No quarto a enferma percebia nitidamente os movimentos dos presentes apesar de não conseguir responder aos estímulos do corpo, as dores eram aceitáveis e aos poucos ela foi perdendo a sensibilidade e tudo escureceu, nada mais via. Passaram-se alguns minutos e ela tornou, se via em um local que conhecia demais, era um sítio onde fôra criada na infância, lembrou-se perfeitamente desse tempo. O sorriso do seu avô Constâncio a encantava, suas peraltices eram imitadas por ele, que também se comportava como uma criança. Em um banco alí próximo estava sua avó Matilde, usava o xale que sempre estava no pescoço e nas mãos o croché que era praticamente o seu passatempo. O que a intrigava era que a propriedade já havia sido vendida e as pesaoas que via alí já haviam falecido. Sentiu vontade de chorar, mas ao mesmo tempo foi acometida de uma alegria indescritível, era como se sentisse ainda criança correndo por aquele campo cercado de verde e de um clima agradável. Pena que foram momentos de pouca duração para ela, essa visão a sensibilizou muito, como gostaria que esse tempo nunca houvesse passado!

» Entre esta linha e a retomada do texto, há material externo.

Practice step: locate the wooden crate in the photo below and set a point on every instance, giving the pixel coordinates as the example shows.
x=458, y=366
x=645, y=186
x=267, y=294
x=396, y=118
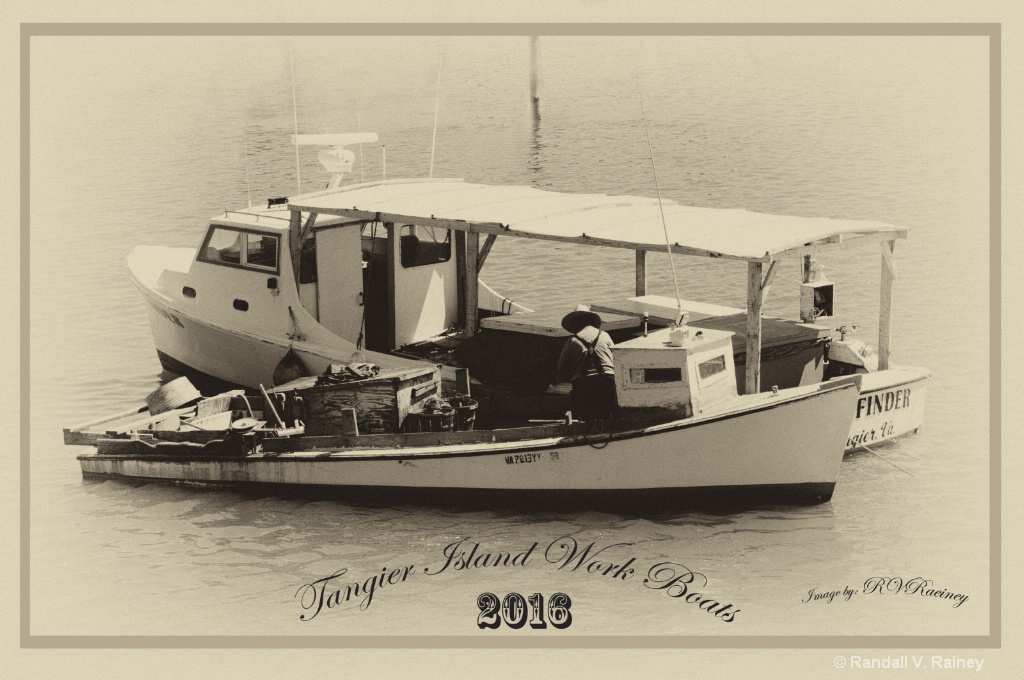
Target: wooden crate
x=381, y=402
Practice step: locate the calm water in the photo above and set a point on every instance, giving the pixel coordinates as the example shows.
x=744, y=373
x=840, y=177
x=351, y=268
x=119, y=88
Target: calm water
x=139, y=140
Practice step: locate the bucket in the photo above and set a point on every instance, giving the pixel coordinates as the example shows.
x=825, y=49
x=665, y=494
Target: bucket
x=465, y=413
x=174, y=394
x=429, y=422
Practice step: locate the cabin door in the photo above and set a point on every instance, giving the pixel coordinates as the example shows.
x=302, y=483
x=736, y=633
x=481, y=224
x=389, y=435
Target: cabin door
x=339, y=273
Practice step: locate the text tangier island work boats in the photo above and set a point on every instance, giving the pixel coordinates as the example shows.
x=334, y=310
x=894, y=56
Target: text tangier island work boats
x=355, y=310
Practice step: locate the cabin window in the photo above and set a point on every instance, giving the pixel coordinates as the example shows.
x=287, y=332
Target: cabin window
x=424, y=245
x=653, y=376
x=232, y=247
x=712, y=368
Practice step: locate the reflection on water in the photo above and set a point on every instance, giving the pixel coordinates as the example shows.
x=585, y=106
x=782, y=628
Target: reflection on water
x=800, y=126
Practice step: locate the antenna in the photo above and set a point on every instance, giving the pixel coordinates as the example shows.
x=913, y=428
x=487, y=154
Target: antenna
x=665, y=226
x=295, y=117
x=437, y=103
x=245, y=149
x=358, y=128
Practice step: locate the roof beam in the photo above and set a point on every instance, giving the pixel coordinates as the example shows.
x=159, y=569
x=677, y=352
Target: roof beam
x=498, y=228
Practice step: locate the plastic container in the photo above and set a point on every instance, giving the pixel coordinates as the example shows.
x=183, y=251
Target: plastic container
x=419, y=421
x=174, y=394
x=465, y=413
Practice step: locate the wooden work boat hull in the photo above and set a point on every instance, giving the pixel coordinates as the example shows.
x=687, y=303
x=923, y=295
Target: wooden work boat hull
x=891, y=405
x=786, y=447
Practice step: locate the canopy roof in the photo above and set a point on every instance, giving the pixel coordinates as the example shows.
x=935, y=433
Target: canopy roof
x=623, y=221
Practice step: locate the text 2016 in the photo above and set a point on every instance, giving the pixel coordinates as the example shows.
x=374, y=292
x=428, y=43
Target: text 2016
x=515, y=610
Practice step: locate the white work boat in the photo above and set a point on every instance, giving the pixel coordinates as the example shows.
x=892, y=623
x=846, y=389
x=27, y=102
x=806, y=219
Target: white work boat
x=389, y=269
x=387, y=272
x=699, y=445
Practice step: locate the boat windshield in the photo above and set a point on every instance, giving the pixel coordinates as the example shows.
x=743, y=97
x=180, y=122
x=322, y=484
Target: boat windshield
x=240, y=248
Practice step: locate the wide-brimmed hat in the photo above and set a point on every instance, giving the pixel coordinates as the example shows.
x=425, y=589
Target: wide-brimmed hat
x=580, y=319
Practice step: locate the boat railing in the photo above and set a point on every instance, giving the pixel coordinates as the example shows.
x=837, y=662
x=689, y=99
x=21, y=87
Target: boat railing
x=256, y=215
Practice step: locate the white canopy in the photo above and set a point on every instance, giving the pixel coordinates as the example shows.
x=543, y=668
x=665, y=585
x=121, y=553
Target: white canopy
x=623, y=221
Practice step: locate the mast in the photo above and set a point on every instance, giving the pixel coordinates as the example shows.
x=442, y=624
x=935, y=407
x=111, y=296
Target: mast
x=886, y=302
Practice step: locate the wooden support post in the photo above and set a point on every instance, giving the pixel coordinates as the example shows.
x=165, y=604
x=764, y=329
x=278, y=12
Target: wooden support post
x=295, y=242
x=754, y=302
x=472, y=283
x=460, y=268
x=484, y=251
x=535, y=98
x=307, y=229
x=886, y=302
x=769, y=278
x=641, y=272
x=393, y=262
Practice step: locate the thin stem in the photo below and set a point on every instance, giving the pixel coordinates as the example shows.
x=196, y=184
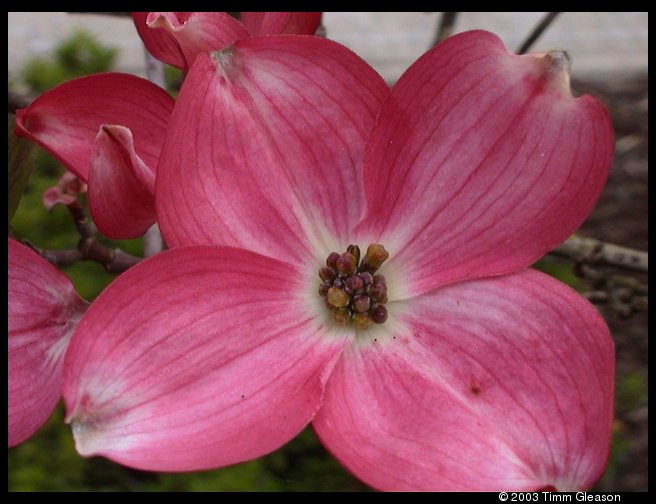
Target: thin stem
x=445, y=27
x=89, y=248
x=154, y=69
x=537, y=31
x=16, y=101
x=153, y=242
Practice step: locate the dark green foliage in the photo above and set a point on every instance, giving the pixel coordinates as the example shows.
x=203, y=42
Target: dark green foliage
x=80, y=54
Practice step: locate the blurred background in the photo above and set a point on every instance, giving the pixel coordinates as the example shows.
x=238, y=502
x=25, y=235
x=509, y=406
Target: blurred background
x=609, y=53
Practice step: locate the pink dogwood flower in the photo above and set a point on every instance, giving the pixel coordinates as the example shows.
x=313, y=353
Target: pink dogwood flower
x=108, y=129
x=430, y=358
x=177, y=38
x=43, y=309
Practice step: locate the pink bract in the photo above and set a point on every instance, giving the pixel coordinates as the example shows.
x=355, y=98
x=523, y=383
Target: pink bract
x=43, y=309
x=108, y=129
x=177, y=38
x=281, y=150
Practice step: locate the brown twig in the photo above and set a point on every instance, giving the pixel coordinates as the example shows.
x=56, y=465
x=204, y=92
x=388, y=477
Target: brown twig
x=595, y=252
x=537, y=31
x=445, y=27
x=89, y=248
x=598, y=263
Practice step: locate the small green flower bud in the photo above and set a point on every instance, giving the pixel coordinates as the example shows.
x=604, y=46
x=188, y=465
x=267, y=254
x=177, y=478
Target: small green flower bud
x=337, y=297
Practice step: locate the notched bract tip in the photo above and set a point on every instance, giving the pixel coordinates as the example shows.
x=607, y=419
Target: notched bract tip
x=227, y=61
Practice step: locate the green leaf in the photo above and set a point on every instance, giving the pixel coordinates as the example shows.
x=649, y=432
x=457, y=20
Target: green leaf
x=21, y=159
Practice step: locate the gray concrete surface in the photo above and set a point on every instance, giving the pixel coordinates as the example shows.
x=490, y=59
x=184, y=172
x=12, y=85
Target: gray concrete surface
x=601, y=44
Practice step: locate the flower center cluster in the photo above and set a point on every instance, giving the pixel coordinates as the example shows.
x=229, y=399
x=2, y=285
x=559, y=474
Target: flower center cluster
x=352, y=290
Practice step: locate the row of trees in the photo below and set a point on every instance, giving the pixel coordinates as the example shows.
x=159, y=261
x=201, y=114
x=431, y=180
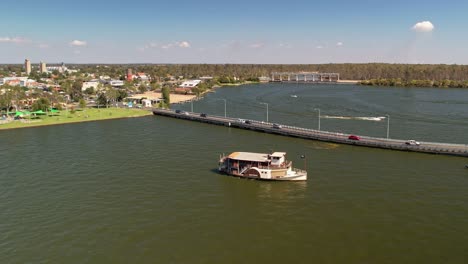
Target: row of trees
x=416, y=83
x=349, y=71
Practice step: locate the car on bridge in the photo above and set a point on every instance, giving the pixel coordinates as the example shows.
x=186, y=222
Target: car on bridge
x=412, y=142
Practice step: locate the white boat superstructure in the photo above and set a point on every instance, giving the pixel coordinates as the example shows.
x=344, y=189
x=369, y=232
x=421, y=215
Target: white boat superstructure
x=261, y=166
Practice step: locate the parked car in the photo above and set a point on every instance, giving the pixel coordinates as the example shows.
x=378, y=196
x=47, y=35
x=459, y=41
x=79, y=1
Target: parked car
x=412, y=143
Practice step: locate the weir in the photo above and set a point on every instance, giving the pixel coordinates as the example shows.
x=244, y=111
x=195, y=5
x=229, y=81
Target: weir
x=305, y=133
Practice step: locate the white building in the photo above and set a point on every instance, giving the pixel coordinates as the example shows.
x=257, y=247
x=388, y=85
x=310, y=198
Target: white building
x=90, y=84
x=116, y=83
x=18, y=80
x=190, y=84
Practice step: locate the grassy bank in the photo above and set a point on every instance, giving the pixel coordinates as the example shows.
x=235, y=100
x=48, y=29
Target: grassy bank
x=64, y=117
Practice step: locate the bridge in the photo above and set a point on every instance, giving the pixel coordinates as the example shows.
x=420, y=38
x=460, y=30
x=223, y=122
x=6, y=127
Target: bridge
x=304, y=77
x=305, y=133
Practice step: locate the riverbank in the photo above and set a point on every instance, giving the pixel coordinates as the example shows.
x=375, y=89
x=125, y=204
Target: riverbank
x=66, y=117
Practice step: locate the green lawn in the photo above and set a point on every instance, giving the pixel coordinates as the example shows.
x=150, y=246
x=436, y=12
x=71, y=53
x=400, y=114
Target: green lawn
x=88, y=114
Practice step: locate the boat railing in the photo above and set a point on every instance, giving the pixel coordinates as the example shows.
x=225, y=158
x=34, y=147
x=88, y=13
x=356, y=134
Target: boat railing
x=299, y=170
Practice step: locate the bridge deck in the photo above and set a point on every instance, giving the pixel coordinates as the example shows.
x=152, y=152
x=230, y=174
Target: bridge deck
x=384, y=143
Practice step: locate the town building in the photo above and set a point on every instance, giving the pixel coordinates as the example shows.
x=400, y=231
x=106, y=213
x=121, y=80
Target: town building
x=129, y=75
x=27, y=66
x=116, y=83
x=90, y=84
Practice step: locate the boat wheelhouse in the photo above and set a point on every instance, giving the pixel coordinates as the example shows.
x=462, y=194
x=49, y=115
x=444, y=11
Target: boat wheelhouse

Aninha despertou no leito e percebeu que uma enfermeira lhe aplicava uma injeção na veia, abriu os olhos lentamente e não viu mais ninguém ao seu lado. Que aconteceu? Pensou ela. Estava lúcida, não sentia dor alguma, os aparelhos a que estava condicionada desapareceram, os ferimentos também não eram vistos em seu corpo e isso ela achou muito estranho. Enfim, o que estaria acontecendo com ela? O quarto de hospital não era o mesmo, esse em que se encontrava era mais espaçoso, mais arejado, muitas janelas eram vistas, porém as pessoas do seu convívio não estavam alí e até a enfermeira que lhe aplicara a injeção havia sumido. Ficou alí na cama, imóvel, pensativa, sem saber o que fazer, foi quando seus olhos se arregalaram ao ver duas pessoas que se aproximavam, entrando por uma porta lateral, as quais ela conhecia muito bem. Eram seus avós, seu Constâncio e dona Matilde, imagem que lhe fez voltar a infância, época em que convivia com eles, ela com seus dez a doze anos, lembrava bem, não entendendo o que poderia estar acontecendo. Seus olhos se encheram de lágrimas, chorou copiosamente, tentou levantar-se do leito mas não conseguiu, faltaram-lhe forças, apesar de encontrar-se aparentemente bem. Seus entes queridos chegaram bem próximo dela, que não parava de chorar, estes estenderam-lhe as mãos e lhe acariciaram o rosto, suas lágrimas não mais rolaram pelo seu rosto e o que sentia agora era uma grande felicidade, uma sensação incrível de prazer. As mãos de Aninha se entrelaçaram com as mãos dos seus avós, que sorriam para ela, mas nada lhe diziam, apenas contemplavam aquele rosto inundado de enorme alegria, um contentamento jamais imaginado pela moça que não conseguia pronunciar uma única palavra. Nesse momento ela viu tudo ficar sem a iluminação natural desde que alí chegara, uma espécie de torpor tomou conta de seu cérebro e ela dormiu profundamente.
Já anoitecia quando Aninha despertou, pôde contemplar a alegria estampada em rostos que bem conhecia e que alí se faziam presentes, os seus familiares e amigos. Pôde enfim ouvir claramente suas vozes e sentir o carinho deles que a todo momento acariciavam seu braço e seu rosto, sentindo também o beijo suave de sua mãe em sua testa e a notícia de que em breve sairia dali.